When a client sets up a trust, beneficiaries have more immediate access to assets after the trustee passes, and the process is more private than if the client had used a will. This is because a will must always go through the probate process, where the will is made a matter of public record and the court validates the will and appoints the named executor or personal representative.

5. Everyone should always make sure their documents are accessible.

Even if clients have estate planning documents in place, many people store these essential records in a physical safe deposit box or filing cabinet, which means the documents are not always immediately accessible in an emergency.

Clients’ loved ones may even know where the documents are, but, when the documents are stored in these types of locations, the clients may not have the access or authority to access the documents.
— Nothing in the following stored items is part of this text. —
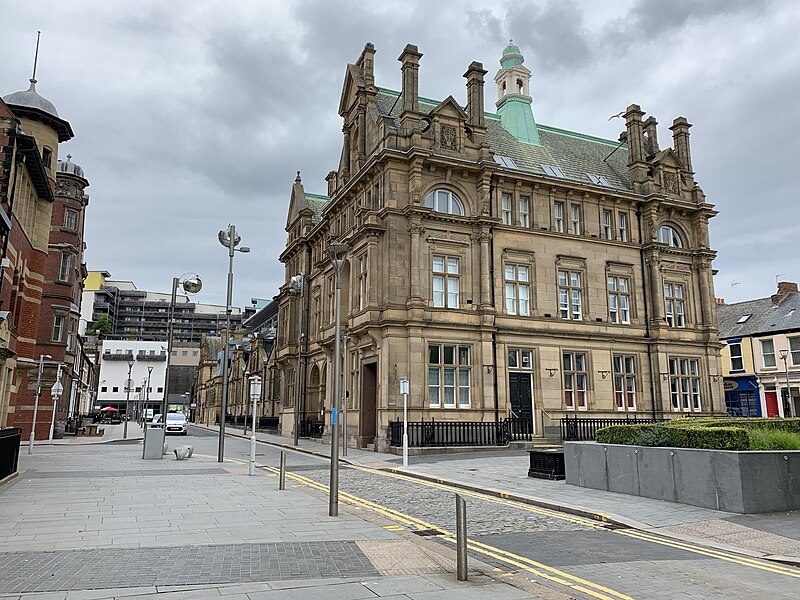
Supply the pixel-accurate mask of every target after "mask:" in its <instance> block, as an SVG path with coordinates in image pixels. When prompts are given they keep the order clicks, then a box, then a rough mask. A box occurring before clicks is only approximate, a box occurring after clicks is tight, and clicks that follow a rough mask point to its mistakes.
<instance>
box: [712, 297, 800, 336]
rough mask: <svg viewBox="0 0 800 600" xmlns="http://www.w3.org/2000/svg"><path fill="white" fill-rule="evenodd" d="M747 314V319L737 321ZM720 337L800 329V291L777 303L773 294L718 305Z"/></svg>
mask: <svg viewBox="0 0 800 600" xmlns="http://www.w3.org/2000/svg"><path fill="white" fill-rule="evenodd" d="M745 315H750V317H749V318H748V319H747V320H745V321H744V323H738V321H739V320H740V319H741V318H742V317H744V316H745ZM717 325H718V326H719V337H720V339H730V338H739V337H747V336H751V335H765V334H770V333H780V332H786V331H797V330H800V293H798V292H795V293H791V294H789V295H788V296H787V297H786V298H785V299H784V300H783V302H781V303H780V304H778V305H773V304H772V298H758V299H756V300H748V301H747V302H737V303H736V304H722V305H719V306H717Z"/></svg>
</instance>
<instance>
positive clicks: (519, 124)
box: [497, 96, 539, 146]
mask: <svg viewBox="0 0 800 600" xmlns="http://www.w3.org/2000/svg"><path fill="white" fill-rule="evenodd" d="M497 113H498V114H499V115H500V123H501V124H502V125H503V129H505V130H506V131H508V132H509V133H510V134H511V135H513V136H514V137H515V138H517V139H518V140H519V141H520V142H522V143H524V144H536V145H537V146H538V145H539V130H538V129H537V128H536V121H534V120H533V110H532V109H531V101H530V100H527V99H525V98H521V97H515V96H509V97H507V98H505V102H503V104H502V105H500V108H498V109H497Z"/></svg>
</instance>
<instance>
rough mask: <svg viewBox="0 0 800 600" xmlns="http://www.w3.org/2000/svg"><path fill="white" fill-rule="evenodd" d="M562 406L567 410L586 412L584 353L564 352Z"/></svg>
mask: <svg viewBox="0 0 800 600" xmlns="http://www.w3.org/2000/svg"><path fill="white" fill-rule="evenodd" d="M562 365H563V367H564V405H565V406H566V408H567V410H576V409H577V410H586V409H587V408H588V407H587V404H586V390H587V385H586V383H587V379H588V374H589V372H588V367H587V366H586V354H585V353H584V352H564V353H563V354H562Z"/></svg>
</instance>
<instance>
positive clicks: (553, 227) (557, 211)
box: [553, 202, 564, 233]
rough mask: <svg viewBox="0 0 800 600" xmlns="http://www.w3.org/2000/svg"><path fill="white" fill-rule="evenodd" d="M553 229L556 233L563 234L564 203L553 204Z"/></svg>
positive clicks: (563, 226) (562, 202)
mask: <svg viewBox="0 0 800 600" xmlns="http://www.w3.org/2000/svg"><path fill="white" fill-rule="evenodd" d="M553 229H555V230H556V231H557V232H558V233H564V203H563V202H554V203H553Z"/></svg>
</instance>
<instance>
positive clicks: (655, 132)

Cloud technology has transformed virtually every industry, and estate planning is now following suit. If a person’s health care proxy is stipulated to be on a printed document in one state, family members cannot access the document unless they physically travel to get it.

If documents are digital and stored in a secure cloud, family members and their financial professionals can coordinate care from wherever the family members or financial professionals are physically located.

The Facts

It’s tragic to consider, but the fact is, we will all die at some point. No matter how old or how young your clients are, they need to be aware of their estate planning needs and options.

What’s more, it’s vital that your clients express their wishes legally, with estate planning documents. Although it’s sad to consider the fact that we all will die, the process of planning for the inevitable can make death less painful for those we ultimately leave behind.

There’s also no guarantee that clients won’t experience undue medical complications in the lead-up to their passing— at any age. The stress from coping with those complications, and expenses, can tear a client’s family apart unless the client has a plan in place.


Renee Fry is the founder and CEO of Gentreo, an online estate planning company.